Antes do anúncio, Bolsonaro havia comparado, nesta terça-feira, o governo a um jogo de xadrez, sendo o presidente o rei, e o procurador-geral, a rainha.

Poucos contavam com a indicação do subprocurador-geral da República Antônio Augusto Brandão de Aras. Embora, há algumas semanas, ele fosse considerado um possível candidato, depois de se encontrar várias vezes com Bolsonaro, o partido do presidente, o PSL, iniciou uma campanha contra sua nomeação, por considerá-lo muito de esquerda.

Bolsonaro aparentemente se impôs contra as dúvidas de seu próprio partido e indicou o advogado, que iniciou em 1987 sua carreira no Ministério Público Federal. O baiano, de 60 anos, é considerado um desenvolvimentista com visões pragmáticas sobre economia e proteção ambiental, com as quais ele deve corresponder ao desejo do presidente de não querer um "xiita" no cargo.

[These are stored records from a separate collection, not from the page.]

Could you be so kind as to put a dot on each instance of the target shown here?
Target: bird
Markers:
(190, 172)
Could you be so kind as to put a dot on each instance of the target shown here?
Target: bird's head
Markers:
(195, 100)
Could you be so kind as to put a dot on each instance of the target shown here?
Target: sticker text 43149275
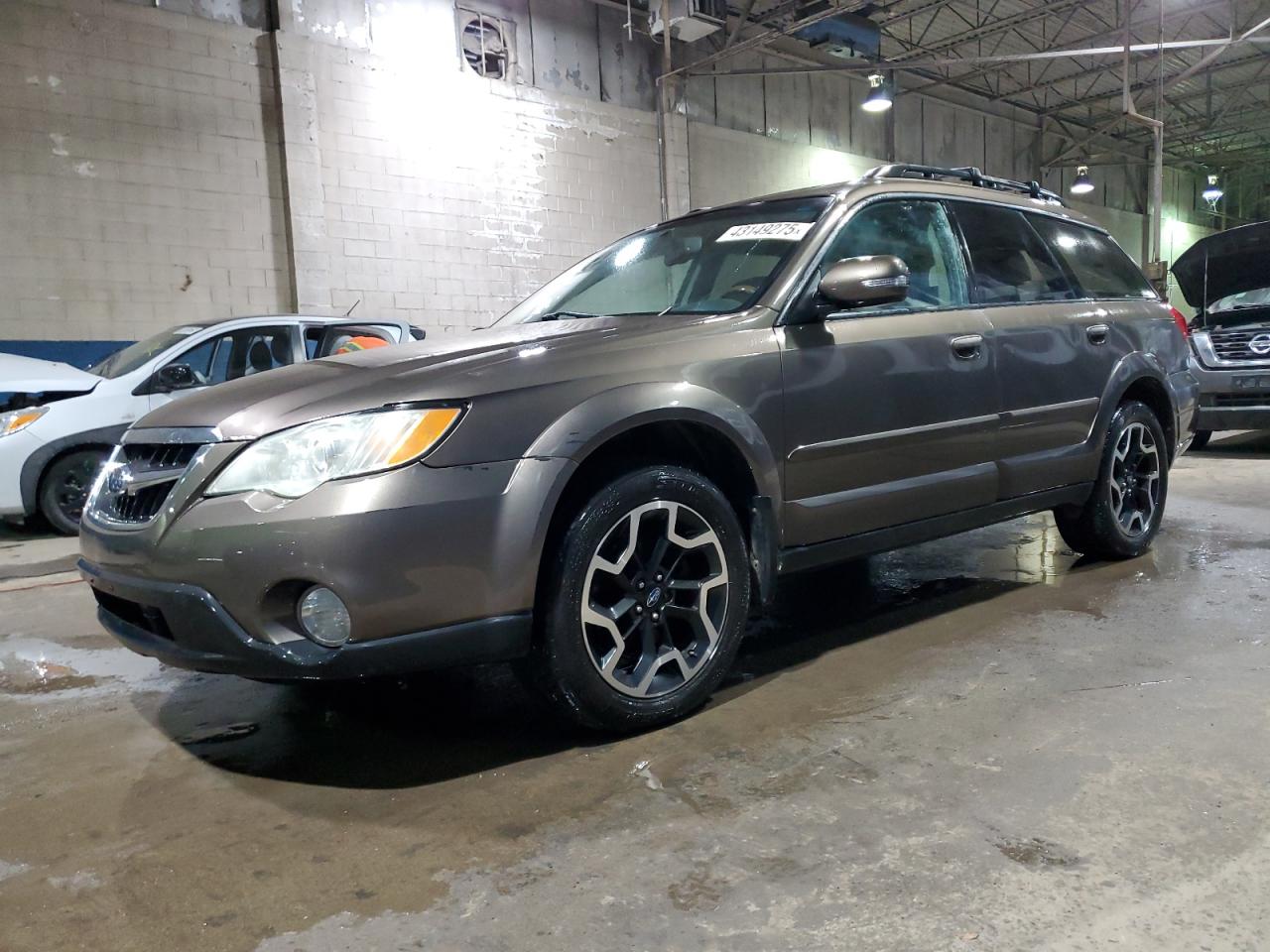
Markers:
(772, 230)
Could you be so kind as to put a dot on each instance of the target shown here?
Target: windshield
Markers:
(134, 356)
(710, 263)
(1247, 298)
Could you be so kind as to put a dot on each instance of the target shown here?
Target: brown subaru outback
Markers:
(603, 484)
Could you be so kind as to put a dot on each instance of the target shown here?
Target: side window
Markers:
(920, 234)
(1010, 262)
(1097, 263)
(239, 353)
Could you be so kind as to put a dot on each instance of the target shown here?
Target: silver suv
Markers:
(602, 485)
(1225, 278)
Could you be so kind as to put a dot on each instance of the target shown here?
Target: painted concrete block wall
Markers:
(140, 181)
(726, 166)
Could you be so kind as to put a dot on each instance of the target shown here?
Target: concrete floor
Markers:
(975, 744)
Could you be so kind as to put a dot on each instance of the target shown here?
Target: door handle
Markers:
(966, 347)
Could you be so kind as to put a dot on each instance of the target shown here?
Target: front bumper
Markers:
(185, 626)
(437, 566)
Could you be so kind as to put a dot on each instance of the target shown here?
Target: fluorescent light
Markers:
(1083, 184)
(879, 96)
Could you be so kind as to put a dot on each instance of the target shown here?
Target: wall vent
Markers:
(486, 44)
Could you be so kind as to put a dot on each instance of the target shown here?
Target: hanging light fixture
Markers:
(1083, 184)
(879, 95)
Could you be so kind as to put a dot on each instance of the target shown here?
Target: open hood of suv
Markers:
(1234, 262)
(28, 375)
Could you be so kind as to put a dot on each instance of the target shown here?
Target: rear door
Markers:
(1053, 348)
(890, 413)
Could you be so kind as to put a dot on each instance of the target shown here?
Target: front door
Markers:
(890, 412)
(231, 354)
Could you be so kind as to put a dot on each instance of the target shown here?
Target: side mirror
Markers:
(874, 280)
(176, 376)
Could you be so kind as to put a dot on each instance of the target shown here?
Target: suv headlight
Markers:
(296, 461)
(17, 420)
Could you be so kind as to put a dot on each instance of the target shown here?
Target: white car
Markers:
(58, 422)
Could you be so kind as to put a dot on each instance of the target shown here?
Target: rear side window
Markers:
(1097, 263)
(1007, 258)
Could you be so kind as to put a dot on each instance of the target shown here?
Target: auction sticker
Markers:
(775, 230)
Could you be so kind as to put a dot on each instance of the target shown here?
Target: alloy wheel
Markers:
(654, 599)
(73, 486)
(1135, 479)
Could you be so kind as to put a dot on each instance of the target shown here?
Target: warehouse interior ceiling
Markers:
(1202, 66)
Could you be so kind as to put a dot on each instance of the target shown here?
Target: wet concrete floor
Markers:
(975, 744)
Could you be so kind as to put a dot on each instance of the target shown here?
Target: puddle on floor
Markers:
(33, 667)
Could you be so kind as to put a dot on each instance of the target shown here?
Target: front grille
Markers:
(144, 617)
(140, 477)
(1241, 400)
(1236, 344)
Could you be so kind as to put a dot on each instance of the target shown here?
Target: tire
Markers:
(1123, 513)
(64, 486)
(666, 645)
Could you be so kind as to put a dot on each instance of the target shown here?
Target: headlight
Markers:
(17, 420)
(294, 462)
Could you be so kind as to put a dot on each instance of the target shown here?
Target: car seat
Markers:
(259, 358)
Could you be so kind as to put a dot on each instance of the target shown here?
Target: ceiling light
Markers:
(1083, 184)
(879, 96)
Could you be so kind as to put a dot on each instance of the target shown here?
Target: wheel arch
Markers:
(1139, 376)
(671, 424)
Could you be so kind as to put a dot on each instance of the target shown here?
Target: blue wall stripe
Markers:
(76, 353)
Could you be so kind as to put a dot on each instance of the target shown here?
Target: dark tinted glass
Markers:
(1100, 267)
(1011, 264)
(917, 232)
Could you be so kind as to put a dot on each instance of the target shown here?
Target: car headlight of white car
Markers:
(17, 420)
(299, 460)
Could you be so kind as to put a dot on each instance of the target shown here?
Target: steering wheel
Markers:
(924, 295)
(742, 291)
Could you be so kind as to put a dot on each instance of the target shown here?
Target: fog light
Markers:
(322, 617)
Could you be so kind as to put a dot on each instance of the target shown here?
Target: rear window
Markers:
(1008, 261)
(1097, 263)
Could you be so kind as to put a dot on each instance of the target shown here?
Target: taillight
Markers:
(1180, 321)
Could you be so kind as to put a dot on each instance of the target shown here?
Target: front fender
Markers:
(595, 420)
(33, 468)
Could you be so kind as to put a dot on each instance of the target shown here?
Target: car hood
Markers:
(458, 367)
(28, 375)
(1234, 262)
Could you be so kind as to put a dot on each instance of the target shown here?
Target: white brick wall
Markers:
(447, 197)
(139, 172)
(143, 167)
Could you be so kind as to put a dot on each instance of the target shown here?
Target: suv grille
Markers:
(1234, 344)
(1241, 400)
(140, 480)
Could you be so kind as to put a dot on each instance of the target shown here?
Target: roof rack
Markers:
(965, 173)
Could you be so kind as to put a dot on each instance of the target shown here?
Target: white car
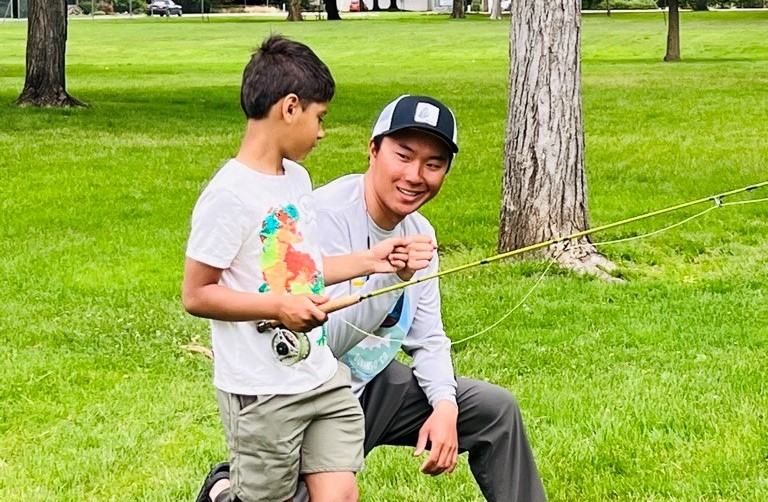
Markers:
(163, 8)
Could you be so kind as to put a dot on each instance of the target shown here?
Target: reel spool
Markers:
(289, 347)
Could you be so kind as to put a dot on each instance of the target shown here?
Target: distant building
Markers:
(410, 5)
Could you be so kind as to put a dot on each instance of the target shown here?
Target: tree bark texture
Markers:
(458, 10)
(45, 82)
(544, 193)
(673, 32)
(495, 9)
(294, 11)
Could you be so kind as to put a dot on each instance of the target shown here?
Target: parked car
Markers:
(163, 8)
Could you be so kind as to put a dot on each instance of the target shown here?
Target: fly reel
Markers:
(289, 347)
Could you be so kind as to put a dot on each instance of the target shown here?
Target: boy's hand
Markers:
(420, 252)
(300, 312)
(389, 255)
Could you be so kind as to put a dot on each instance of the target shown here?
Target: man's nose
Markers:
(413, 172)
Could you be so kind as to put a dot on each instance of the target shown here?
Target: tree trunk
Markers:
(544, 193)
(673, 32)
(495, 9)
(700, 5)
(294, 11)
(332, 10)
(458, 10)
(45, 82)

"Aras não parece ser tão conservador quanto Bolsonaro", afirmou o cientista político Sérgio Praça, da Fundação Getúlio Vargas (FGV), à DW Brasil. "Ele é muito flexível, muito pró-business na demarcação de terras indígenas e na questão ambiental e agrícola. Nesse sentido, ele está próximo ideologicamente de Bolsonaro. E parece que isso foi um fator importante para determinar a escolha", acrescentou.

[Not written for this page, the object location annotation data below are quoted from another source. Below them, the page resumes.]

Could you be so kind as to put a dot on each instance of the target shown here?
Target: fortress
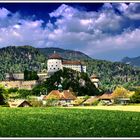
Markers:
(54, 64)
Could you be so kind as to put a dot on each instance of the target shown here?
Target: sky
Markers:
(107, 31)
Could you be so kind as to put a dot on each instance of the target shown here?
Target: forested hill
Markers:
(17, 59)
(135, 61)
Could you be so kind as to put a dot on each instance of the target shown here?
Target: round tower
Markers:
(54, 63)
(95, 79)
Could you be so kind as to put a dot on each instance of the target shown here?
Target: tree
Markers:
(2, 100)
(30, 75)
(69, 79)
(136, 97)
(23, 93)
(121, 92)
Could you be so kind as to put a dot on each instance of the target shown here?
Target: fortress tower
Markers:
(54, 63)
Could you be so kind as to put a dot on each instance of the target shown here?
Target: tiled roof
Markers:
(56, 94)
(55, 56)
(92, 99)
(94, 76)
(106, 96)
(17, 103)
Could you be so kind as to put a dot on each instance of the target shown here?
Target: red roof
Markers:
(106, 96)
(71, 63)
(56, 94)
(55, 56)
(94, 76)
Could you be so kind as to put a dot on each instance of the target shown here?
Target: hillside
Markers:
(17, 59)
(135, 61)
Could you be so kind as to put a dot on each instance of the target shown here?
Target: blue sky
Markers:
(107, 31)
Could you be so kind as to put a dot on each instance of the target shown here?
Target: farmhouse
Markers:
(63, 97)
(91, 100)
(56, 63)
(19, 103)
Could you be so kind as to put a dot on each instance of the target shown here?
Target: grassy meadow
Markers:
(68, 122)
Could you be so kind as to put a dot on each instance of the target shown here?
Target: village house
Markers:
(19, 103)
(91, 100)
(56, 63)
(107, 98)
(62, 97)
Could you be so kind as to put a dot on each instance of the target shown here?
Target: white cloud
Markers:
(4, 13)
(93, 32)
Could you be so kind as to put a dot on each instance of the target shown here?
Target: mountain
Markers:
(18, 58)
(135, 61)
(66, 54)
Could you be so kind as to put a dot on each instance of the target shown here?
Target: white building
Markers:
(75, 65)
(55, 63)
(95, 80)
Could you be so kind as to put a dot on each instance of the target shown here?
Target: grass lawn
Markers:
(134, 107)
(68, 122)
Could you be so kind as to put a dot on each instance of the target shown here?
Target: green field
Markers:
(66, 122)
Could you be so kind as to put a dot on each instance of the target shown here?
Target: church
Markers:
(56, 63)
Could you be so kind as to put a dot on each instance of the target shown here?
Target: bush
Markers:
(96, 102)
(36, 103)
(135, 98)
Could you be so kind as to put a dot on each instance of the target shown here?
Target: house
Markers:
(107, 98)
(95, 80)
(91, 100)
(56, 63)
(79, 101)
(62, 97)
(123, 101)
(19, 103)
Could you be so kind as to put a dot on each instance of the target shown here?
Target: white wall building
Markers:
(55, 63)
(95, 80)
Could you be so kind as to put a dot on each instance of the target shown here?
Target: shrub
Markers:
(135, 98)
(96, 102)
(36, 103)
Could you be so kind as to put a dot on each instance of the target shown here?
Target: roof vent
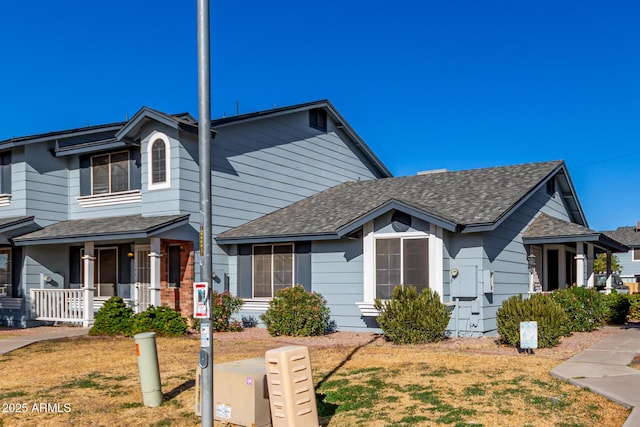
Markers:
(429, 172)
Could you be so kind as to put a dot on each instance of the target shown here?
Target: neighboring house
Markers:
(630, 260)
(86, 214)
(477, 237)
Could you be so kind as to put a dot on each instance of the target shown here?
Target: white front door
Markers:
(142, 277)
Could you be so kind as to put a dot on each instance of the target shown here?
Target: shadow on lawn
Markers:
(327, 409)
(187, 385)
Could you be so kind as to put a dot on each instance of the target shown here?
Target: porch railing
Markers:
(58, 305)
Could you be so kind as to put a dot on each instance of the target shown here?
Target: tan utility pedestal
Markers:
(240, 394)
(291, 393)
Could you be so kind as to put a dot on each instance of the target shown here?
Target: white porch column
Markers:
(590, 254)
(154, 266)
(580, 265)
(88, 285)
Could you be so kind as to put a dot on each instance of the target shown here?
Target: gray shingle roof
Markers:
(478, 196)
(8, 222)
(97, 228)
(548, 226)
(627, 235)
(547, 229)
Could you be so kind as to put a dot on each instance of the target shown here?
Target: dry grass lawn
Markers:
(93, 381)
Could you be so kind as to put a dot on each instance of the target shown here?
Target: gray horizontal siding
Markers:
(506, 255)
(340, 281)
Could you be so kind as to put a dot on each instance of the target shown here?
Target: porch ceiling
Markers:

Bolsonaro também queria ter a certeza de escolher uma pessoa que lhe fosse próxima na questão dos costumes. Enquanto o superministro Paulo Guedes conduz a economia, e o ministro da Justiça, Sergio Moro, lidera a luta contra a corrupção, o presidente apostou novamente com força em temas ideológicos e em questões dos costumes, um campo no qual ele pode ganhar pontos mais facilmente.

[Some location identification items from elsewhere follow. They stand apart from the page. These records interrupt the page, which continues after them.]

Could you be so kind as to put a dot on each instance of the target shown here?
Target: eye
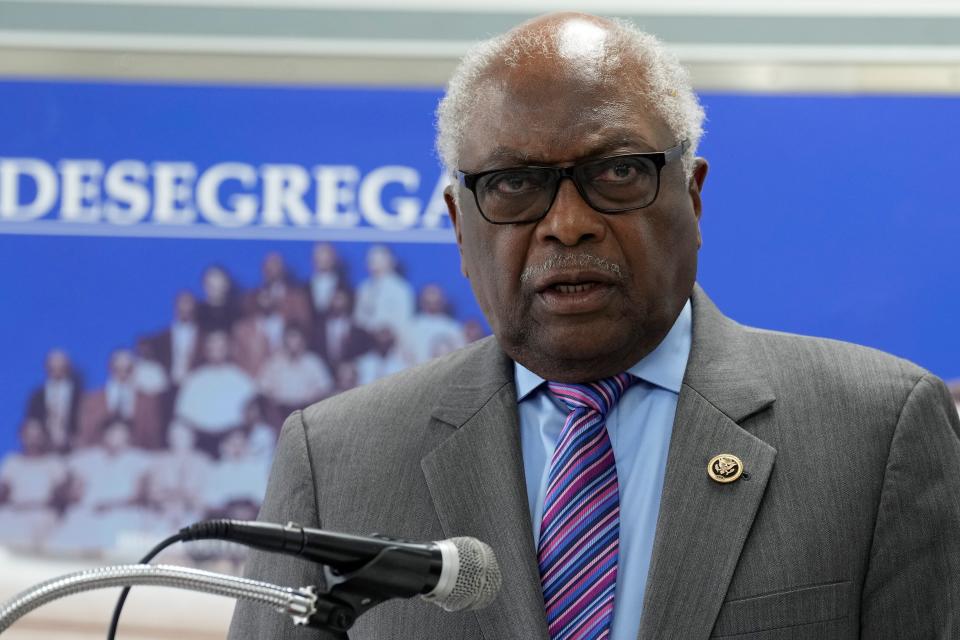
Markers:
(622, 170)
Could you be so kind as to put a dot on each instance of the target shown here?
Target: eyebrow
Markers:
(504, 157)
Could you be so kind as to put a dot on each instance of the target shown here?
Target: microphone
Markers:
(455, 574)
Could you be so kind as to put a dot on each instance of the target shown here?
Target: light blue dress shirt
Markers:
(639, 426)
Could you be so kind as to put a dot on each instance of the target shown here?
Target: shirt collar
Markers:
(663, 367)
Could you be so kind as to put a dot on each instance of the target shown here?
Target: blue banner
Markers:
(193, 262)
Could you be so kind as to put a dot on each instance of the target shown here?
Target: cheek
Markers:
(494, 258)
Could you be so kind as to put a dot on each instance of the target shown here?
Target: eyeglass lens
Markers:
(609, 184)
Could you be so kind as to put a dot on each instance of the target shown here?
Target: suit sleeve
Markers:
(912, 587)
(291, 496)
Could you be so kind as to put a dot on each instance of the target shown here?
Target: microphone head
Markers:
(470, 577)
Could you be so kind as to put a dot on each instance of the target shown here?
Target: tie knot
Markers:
(599, 396)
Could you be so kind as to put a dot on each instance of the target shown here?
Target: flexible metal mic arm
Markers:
(301, 604)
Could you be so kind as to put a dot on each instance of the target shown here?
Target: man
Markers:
(29, 484)
(212, 397)
(294, 377)
(56, 402)
(121, 399)
(178, 347)
(765, 486)
(432, 332)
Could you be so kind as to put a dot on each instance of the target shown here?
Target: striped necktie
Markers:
(580, 530)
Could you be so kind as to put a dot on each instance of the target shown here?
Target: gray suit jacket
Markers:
(846, 523)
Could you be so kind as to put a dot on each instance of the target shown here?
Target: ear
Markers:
(454, 212)
(695, 188)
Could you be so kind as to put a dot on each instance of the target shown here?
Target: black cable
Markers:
(112, 633)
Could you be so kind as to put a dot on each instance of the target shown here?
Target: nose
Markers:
(570, 220)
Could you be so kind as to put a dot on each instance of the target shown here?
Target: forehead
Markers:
(553, 113)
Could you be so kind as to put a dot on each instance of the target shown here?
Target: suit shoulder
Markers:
(407, 396)
(840, 368)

"Que não seja xiita na questão ambiental e que não interfira no corte de cabelo de aluno de colégio militar", descreveu Bolsonaro no sábado o perfil que procurava para o cargo de procurador-geral da República. Aras deve se encaixar nessa descrição.

Embora a ex-presidente Dilma Rousseff tenha considerado a nomeação de Aras para o Supremo Tribunal Federal (STF), o advogado parece ter convencido o presidente de que segue sua linha em questões sobre gênero, costumes, meio ambiente e direitos humanos.

O nome de Aras, porém, suscitou reservas no Ministério Público. Ele não estava na lista tríplice elaborada pela Associação Nacional dos Procuradores da República (ANPR). Embora o presidente não seja obrigado a seguir a lista por lei, desde 2003 ela era usada por presidentes para a escolha do novo procurador-geral.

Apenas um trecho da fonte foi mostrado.